So I got a new job recently and there was a lot of new people to get to know and a new environment to get used to. I also had a new routine to make a part of my day-to-day life. With my new job, my day gets started pretty early which also means that I don’t make my morning coffee at home like I used to. I usually make my morning coffee in my French Press. At my job the company has a Keurig machine, and my co-workers love using it. I love my morning coffee and I like getting my started with a warm drink.
However, I disliked using the Keurig machine due to the painful reputation that Keurig cup pods go straight to the landfill. Instead of giving up coffee and leaving out a part of my day that I love to experience, I had to find an answer to the Keurig cup pod dilemma. I started researching on different ways to recycle these pods and I came across two different comapnies. The first company is TerraCycle and they have a Coffee Capsules Zero Waste Box where you can pay a small fee for the box and then print out a packaging slip to send back to TerraCycle when the box is full. The other company I found is called Grounds To Grow On which is a part of the Keurig company. For a small fee, they will drop off a Grounds To Grow On box and pick up when the box is full. This program offers two different sized boxes, so one can sit on the kitchen counter or sit on the floor. I prefered using the Grounds To Grow On program due to the benefit of the free delivery and pick up advantage.
I didn’t know how my co-workers would feel about the program because it wasn’t free. We would be paying for Keurig to haul away our used pods AFTER they already bought the machine and still continue to buy the pods. So essentially, they would pay for more trash to be hauled away. I spent a week to get to know my co-workers and the culture at my new job. During that time, I continued to collect the Keurig cup pods on my own knowing full well that the company may not want to join the recycling program.

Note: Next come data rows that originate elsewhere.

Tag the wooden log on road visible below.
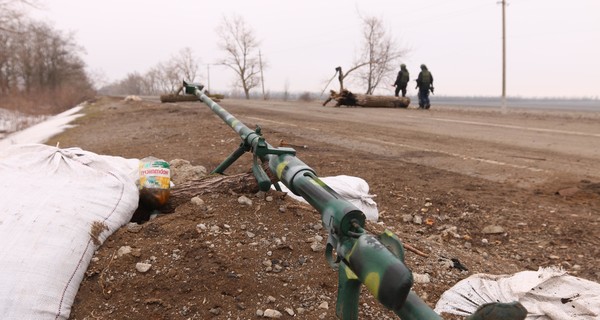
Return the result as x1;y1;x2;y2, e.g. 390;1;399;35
323;89;410;108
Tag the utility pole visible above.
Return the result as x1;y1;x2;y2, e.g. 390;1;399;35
258;50;267;100
502;0;506;112
206;63;210;93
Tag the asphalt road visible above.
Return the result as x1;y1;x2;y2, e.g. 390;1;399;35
216;100;600;187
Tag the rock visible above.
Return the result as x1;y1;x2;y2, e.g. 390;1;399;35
238;196;252;207
169;159;207;185
127;222;142;233
190;196;204;207
481;225;504;234
123;96;142;101
413;272;431;283
556;187;579;197
117;246;133;257
135;262;152;273
413;215;423;224
310;242;325;252
263;309;283;319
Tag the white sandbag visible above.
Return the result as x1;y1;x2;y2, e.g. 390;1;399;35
435;268;600;320
279;175;379;221
0;145;139;319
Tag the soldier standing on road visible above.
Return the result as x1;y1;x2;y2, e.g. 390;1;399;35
394;63;409;97
415;64;433;109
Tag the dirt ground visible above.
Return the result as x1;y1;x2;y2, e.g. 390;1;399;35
47;97;600;320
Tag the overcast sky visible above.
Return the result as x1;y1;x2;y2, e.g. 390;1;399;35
30;0;600;97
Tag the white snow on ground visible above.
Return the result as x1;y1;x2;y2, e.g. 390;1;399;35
0;105;83;152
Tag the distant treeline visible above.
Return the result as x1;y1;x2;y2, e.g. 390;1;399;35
0;19;94;114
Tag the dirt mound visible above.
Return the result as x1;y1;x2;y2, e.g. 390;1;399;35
48;98;600;319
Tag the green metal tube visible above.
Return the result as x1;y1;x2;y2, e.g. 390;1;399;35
394;290;443;320
189;83;441;320
335;263;362;320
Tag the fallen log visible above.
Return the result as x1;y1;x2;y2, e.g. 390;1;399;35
323;89;410;108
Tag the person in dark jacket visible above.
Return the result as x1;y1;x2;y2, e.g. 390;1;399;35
394;63;409;97
415;64;433;109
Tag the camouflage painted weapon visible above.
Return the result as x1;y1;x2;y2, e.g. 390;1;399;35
183;81;524;320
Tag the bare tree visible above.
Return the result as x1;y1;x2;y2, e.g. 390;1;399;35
0;0;35;32
328;17;406;95
217;16;265;99
172;47;200;83
358;17;406;95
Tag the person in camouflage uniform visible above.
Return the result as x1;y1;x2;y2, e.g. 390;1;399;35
393;63;409;97
415;64;433;109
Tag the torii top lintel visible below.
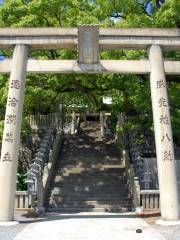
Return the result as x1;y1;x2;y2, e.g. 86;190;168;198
0;25;180;52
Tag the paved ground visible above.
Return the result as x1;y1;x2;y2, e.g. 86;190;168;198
0;214;180;240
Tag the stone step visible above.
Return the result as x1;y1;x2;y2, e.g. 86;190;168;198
49;191;130;200
46;206;131;213
52;176;127;185
49;195;130;205
51;187;128;195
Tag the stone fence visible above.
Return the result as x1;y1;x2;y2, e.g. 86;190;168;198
29;112;60;130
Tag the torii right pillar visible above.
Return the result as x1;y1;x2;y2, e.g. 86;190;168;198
149;45;179;221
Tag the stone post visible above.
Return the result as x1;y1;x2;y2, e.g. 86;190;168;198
149;45;179;220
0;45;28;221
100;111;104;137
71;111;76;134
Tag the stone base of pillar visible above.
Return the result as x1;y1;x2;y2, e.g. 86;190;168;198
0;221;19;227
156;219;180;226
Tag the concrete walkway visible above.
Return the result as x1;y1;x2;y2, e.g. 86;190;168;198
14;213;165;240
0;213;180;240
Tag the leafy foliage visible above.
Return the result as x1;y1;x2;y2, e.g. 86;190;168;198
0;0;180;142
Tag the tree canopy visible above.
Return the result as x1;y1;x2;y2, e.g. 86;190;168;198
0;0;180;144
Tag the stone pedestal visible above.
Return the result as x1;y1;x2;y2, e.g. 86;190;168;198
149;45;179;220
0;45;28;221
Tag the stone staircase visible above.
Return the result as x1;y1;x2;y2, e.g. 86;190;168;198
45;122;131;213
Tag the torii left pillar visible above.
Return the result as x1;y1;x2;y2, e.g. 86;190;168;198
0;44;28;222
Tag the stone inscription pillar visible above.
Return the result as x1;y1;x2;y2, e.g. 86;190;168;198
149;45;179;220
0;45;28;221
71;111;76;134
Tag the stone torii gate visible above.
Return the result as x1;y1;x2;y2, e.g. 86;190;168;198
0;25;180;221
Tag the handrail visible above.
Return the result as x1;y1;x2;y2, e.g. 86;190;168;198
140;190;160;210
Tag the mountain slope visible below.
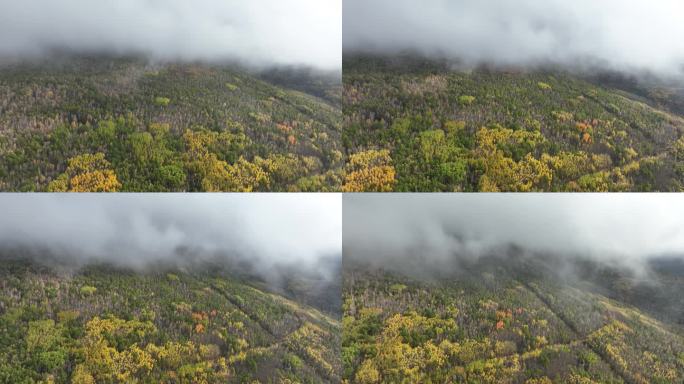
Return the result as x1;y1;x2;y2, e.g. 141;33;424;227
343;56;684;191
0;57;344;191
342;257;684;384
0;260;340;383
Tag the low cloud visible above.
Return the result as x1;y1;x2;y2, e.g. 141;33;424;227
0;0;342;70
343;194;684;273
343;0;684;77
0;194;342;279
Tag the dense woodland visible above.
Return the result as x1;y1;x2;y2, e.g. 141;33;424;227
0;259;341;384
342;56;684;191
342;255;684;384
0;57;345;191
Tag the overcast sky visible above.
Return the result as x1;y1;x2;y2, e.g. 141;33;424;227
343;193;684;265
0;0;342;70
343;0;684;76
0;194;342;269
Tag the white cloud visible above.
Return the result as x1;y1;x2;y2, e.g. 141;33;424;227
343;0;684;76
0;0;342;70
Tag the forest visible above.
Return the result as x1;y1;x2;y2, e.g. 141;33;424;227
0;254;341;384
0;55;346;192
342;54;684;192
342;252;684;384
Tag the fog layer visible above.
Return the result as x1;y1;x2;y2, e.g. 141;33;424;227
0;0;342;70
343;0;684;76
343;194;684;269
0;194;342;277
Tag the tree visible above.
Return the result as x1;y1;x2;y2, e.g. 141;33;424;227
48;153;121;192
342;149;395;192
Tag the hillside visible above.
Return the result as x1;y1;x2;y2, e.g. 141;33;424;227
0;56;344;191
342;253;684;384
343;56;684;191
0;260;341;384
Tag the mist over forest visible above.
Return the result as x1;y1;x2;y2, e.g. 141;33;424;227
343;0;684;79
0;0;342;72
343;194;684;276
0;194;341;281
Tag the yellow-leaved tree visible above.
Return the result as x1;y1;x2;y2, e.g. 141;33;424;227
48;153;121;192
342;149;395;192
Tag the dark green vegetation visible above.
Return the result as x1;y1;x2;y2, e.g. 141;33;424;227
0;260;341;384
0;58;344;191
342;252;684;384
343;56;684;191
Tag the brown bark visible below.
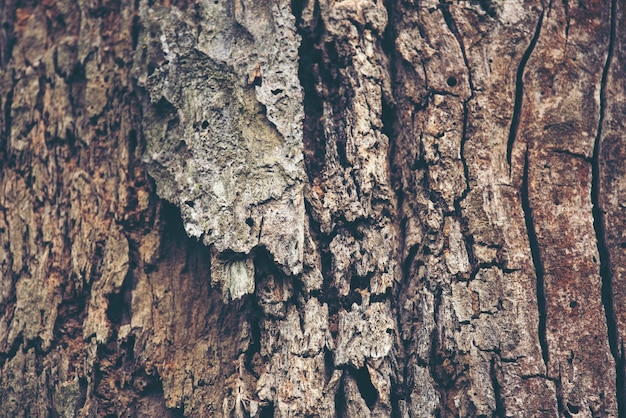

I knew that even if they didn’t want to join, I would join and recycle the pods myself.
A few of my co-workers did see me bring pods back to my desk, but I always just smiled and kept walking, I honestly don’t know what they thought I was doing. Maybe they just thought the new kid on the block was just strange and liked to collect trash. At the end of the first week, I finally brought it up to the office manager and she researched the program. I found out that a lot of my co-workers were on board with the program and saw my cardboard box of Keurig pods that I had been collecting. They were all very supportive of the program and I was relieved to hear it. There is now a new location to toss the used pods into, and I couldn’t be happier.
Living a zero waste life isn’t an easy lifestyle for everyone to adapt to. It takes time, energy, and sacrifice to even start it. Not everything we eat is organic, not everything we own is toxic free and even everyday routines and possessions are used for the most part, out of convenience. The speed at which we tend to run our lives moves so fast, that it’s sometimes hard to take time out to adjust your day-to-day routine, but if you tackle one task a day, it eventually becomes a smooth and less stressful ride through life. For me, this issue with the Keurig cup pods was a task I wanted to tackle. The other alternative answer to this problem is to not use the machine at all, not order pods anymore, but who am I to demand that everyone in the office give up their expensive machine? With this Grounds To Grow On program, perhaps it will spark a conversation to convert the office into a zero waste office.
So lead by example. Lead by example knowing that you might be standing alone. I signed up for the program, knowing full well that the office may not want to join it. I was prepared to be known as the Keurig Cup pod collector of the office and I would pay for the program on my own, but is that a very big sacrifice? In the overall scheme of the Keurig cup pod crisis, paying a small fee to have this specific trash hauled away , doesn’t seem that bad. At least with every sip of coffee I made from that machine, I know I was trying to do my part in the larger Keurig cup pod pollution.